- Agnew
- Coordinates: 28°00′43″S 120°31′08″E﻿ / ﻿28.01194°S 120.51889°E
- Country: Australia
- State: Western Australia
- LGA: Shire of Leonora;
- Location: 982 km (610 mi) north east of Perth; 21 km (13 mi) south west of Leinster; 160 km (99 mi) south of Wiluna;
- Established: 1936

Government
- • State electorate: Kalgoorlie;
- • Federal division: O'Connor;
- Elevation: 519 m (1,703 ft)
- Postcode: 6435

= Agnew, Western Australia =

Agnew is a ghost town in the Goldfields-Esperance region of Western Australia 982 km north-east of Perth; the closest populated town is Leinster.

The town is named after a miner, John Alexander Agnew, who worked for a local mining firm, Bewick, Moreing & Co. The townsite was declared in 1936. It had no official post office in 1936; an unofficial one operated two days per week offering limited service.

The town's post office was robbed in 1937, with over £250 being stolen during the course of the night.
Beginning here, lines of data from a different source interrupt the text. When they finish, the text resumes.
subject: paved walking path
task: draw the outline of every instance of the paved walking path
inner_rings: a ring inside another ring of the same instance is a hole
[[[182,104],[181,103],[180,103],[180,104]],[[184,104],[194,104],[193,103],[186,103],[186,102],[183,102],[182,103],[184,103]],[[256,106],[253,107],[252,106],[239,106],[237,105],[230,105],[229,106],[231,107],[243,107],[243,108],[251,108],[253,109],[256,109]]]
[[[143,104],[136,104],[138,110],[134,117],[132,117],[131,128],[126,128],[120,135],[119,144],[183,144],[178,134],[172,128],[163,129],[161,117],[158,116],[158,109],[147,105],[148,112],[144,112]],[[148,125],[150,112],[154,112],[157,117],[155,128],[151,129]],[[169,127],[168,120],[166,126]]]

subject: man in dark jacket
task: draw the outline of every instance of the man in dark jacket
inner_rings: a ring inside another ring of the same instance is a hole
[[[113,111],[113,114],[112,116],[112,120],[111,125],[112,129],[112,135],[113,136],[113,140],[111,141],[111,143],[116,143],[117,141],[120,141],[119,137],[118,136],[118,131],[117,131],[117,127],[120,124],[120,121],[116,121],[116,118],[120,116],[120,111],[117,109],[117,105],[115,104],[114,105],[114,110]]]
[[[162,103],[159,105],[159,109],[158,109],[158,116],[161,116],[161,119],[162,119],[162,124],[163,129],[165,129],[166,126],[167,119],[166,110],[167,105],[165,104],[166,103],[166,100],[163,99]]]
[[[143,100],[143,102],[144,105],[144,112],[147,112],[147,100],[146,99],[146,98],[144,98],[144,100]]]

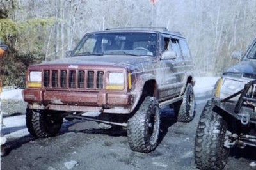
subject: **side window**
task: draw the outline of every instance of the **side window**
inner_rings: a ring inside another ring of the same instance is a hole
[[[170,43],[170,38],[167,36],[162,36],[161,38],[161,52],[163,52],[165,50],[172,50],[172,45],[171,43]]]
[[[90,52],[92,53],[93,52],[94,47],[95,46],[96,39],[89,38],[85,42],[83,45],[83,49],[80,50],[80,53]]]
[[[179,40],[172,39],[172,49],[176,52],[177,58],[182,58],[183,54],[180,49],[180,45],[179,43]]]
[[[191,58],[191,56],[190,55],[189,49],[188,49],[188,44],[186,41],[184,40],[180,40],[180,44],[181,46],[181,49],[182,49],[184,58],[186,59]]]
The post office was part of the Emu mine premises and it was noted that the safe from which the money was stolen was found locked afterward.

At one point the town had a population of 500. The Agnew Hotel, was built in 1945 amongst a row of shops on the main street and was all that was left of the town until its demolition in 2018. An old head frame of a stamp mill and the large tailing dumps of the East Murchison United gold mine also remain just outside the town.

In 1947, two prospectors, Charles Farranda and Alberto Bernardi, discovered a new gold find north of the Emu mine. The quartz reef containing coarse gold returned about 10 oz per ton and was described as the best find in the district for years.

The town water supply failed in the same year when, following six days of calm weather, the windmill was unable to pump water from the town bore and most of the town's tanks had run dry. The town's population at the time was about 200 including 33 children. Water had been pumped by windmill from a well about 90 ft deep and then pumped to a raised 5000 impgal tank, then gravity fed back down to the town. Following the failure the residents refused to pay their rates to the Goldfields Water Supply Department.

The Emu mine closed in 1948; ore breaking stopped late in January and employees received a one-month notice of dismissal. The mine closed as a result of the high cost of production and the inability to secure capital for development work. Over 80 men were employed at the mine at the time.

In 1949, the Agnew gold mine closed. This was closely followed by the closure of the town's school as the number of enrolments dropped from 30 to 5. The population of the town fell from 150 to 25.

The Emu mine was severely flooded in 1989 resulting in the death of six men who were working underground at the time.

An operating gold mine is located adjacent to the townsite and is also named Agnew. The mine is owned by Gold Fields Ltd.

In early 2012, three miners were seriously injured when part of the mine collapsed. The men were working underground when mesh used to reinforce a rock wall gave way. Two suffered spinal injuries and the Royal Flying Doctor Service sent two planes to transfer the men to hospitals in Perth.